My reaction to this is kind of… hard to pin down.
What that is is apparently a drone-launched, modified Hellfire missile with an inert warhead and “a halo of six long blades that are stowed inside and then deploy through the skin of the missile seconds before impact, shredding anything in its tracks,” to quote both the Wall Street Journal and Task and Purpose. The idea is to concentrate the sudden, violent death in a much smaller radius while still thoroughly killing the target, and if this report is true then this apparatus certainly seems to do that.
‘Antiseptic,’ however, this apparatus is not. I hesitate to call it a weapon because it’s like something out of a military-themed horror FPS. And let’s be honest; it’s an assassination tool. Not that I object to assassinating high-level terrorists and the odd dictator — quite the contrary! — but there’s just something clinical about this one. And maybe just a little bit hungry, too.
Does that sound superstitious? Probably. I still just wouldn’t spend a lot of time alone in a room with these things, and anthropomorphism be damned.
Moe Lane
I’m sure you remember Real Genius from the 80s with Val Kilmer? This is the kinetic version of what they’re trying to build in that movie.
Yeah, if John Carpenter had been the director. (I was reminded of that movie too.)
I dunno. To me, this sounds like something you deploy against targets that aren’t vulnerable to conventional weapons. Were the blades silver? Were they covered in runes? Perhaps the ‘inert’ warhead was a big payload of something astrally active.
That is a large part of the… issue? …I’m dealing with regarding this thing. The blades seem a bit overkill-y for a mundane target.
See, this was pleasantly bemusing before I had time to notice the sourcing was legit, and now I’m getting more unsettled the longer I spend pondering it. But I think I’ve about talked myself into the likelihood that it really is about what it’s claimed to be about (“a longstanding ‘left seat, right seat’ problem).
.
But.
.
It tweaks the brain in unpleasant ways. Gonna be a strong drink after dinner, tonight. And definitely no absinthe in it.
Not really. There’s no warhead, which means no explosion. And while an impact on the torso or head will kill someone, hitting elsewhere likely won’t (though the victim will probably lose a limb).

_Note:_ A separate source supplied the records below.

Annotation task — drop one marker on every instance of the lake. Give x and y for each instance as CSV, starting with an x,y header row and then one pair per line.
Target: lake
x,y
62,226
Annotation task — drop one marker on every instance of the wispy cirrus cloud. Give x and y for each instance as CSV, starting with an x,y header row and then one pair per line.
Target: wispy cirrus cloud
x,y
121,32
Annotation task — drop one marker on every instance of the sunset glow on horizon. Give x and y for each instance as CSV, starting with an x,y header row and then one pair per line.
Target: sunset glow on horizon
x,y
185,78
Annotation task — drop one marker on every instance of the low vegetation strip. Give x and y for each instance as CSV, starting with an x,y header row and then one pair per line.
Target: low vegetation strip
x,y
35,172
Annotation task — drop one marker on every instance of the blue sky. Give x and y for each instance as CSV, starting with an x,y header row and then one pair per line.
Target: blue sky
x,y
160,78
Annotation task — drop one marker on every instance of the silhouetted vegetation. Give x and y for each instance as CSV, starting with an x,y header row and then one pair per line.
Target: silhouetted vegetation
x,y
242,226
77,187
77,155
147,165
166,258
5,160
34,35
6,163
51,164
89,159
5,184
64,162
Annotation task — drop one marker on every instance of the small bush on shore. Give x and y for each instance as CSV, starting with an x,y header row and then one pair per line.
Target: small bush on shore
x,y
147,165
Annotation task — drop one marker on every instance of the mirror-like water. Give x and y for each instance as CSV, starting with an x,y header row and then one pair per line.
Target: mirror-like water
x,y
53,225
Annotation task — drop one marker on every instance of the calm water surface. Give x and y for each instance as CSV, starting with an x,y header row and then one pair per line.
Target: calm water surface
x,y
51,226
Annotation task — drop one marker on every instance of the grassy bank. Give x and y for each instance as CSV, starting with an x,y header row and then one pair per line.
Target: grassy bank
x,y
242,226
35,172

And then there’s always the possibility that you miss entirely and hit the seat right next to Mr. al-Masri, instead of the one that he’s sitting in.
The blades mean that you’ve got a bigger target area.
No. There is a warhead, it’s just not explosive. The blade just ensure it penetrate whatever protective package the target is sitting in, such as a car. The kinetic transfer of the it hitting anywhere near the target will ensure it get plastered.
You can think of it as a really big bullet.
Ooh, maybe there was Fae/Genie protection that the silver would negate!
I was about to make a joke about updating that ridiculous USA Today “possible modifications to AR-15” picture with this, but delightfully, someone’s already made that joke (although they didn’t actually make the edit, just incorporated it by reference.)
The teenage boy in my head is squeeing at the impractical and overcomplicated awesome.
And for some reason, wants to paint it fluorescent orange.
I was thinking hot pink, just to piss the mullahs off more.
To do that, you’d draw a pig’s snout on the front of it.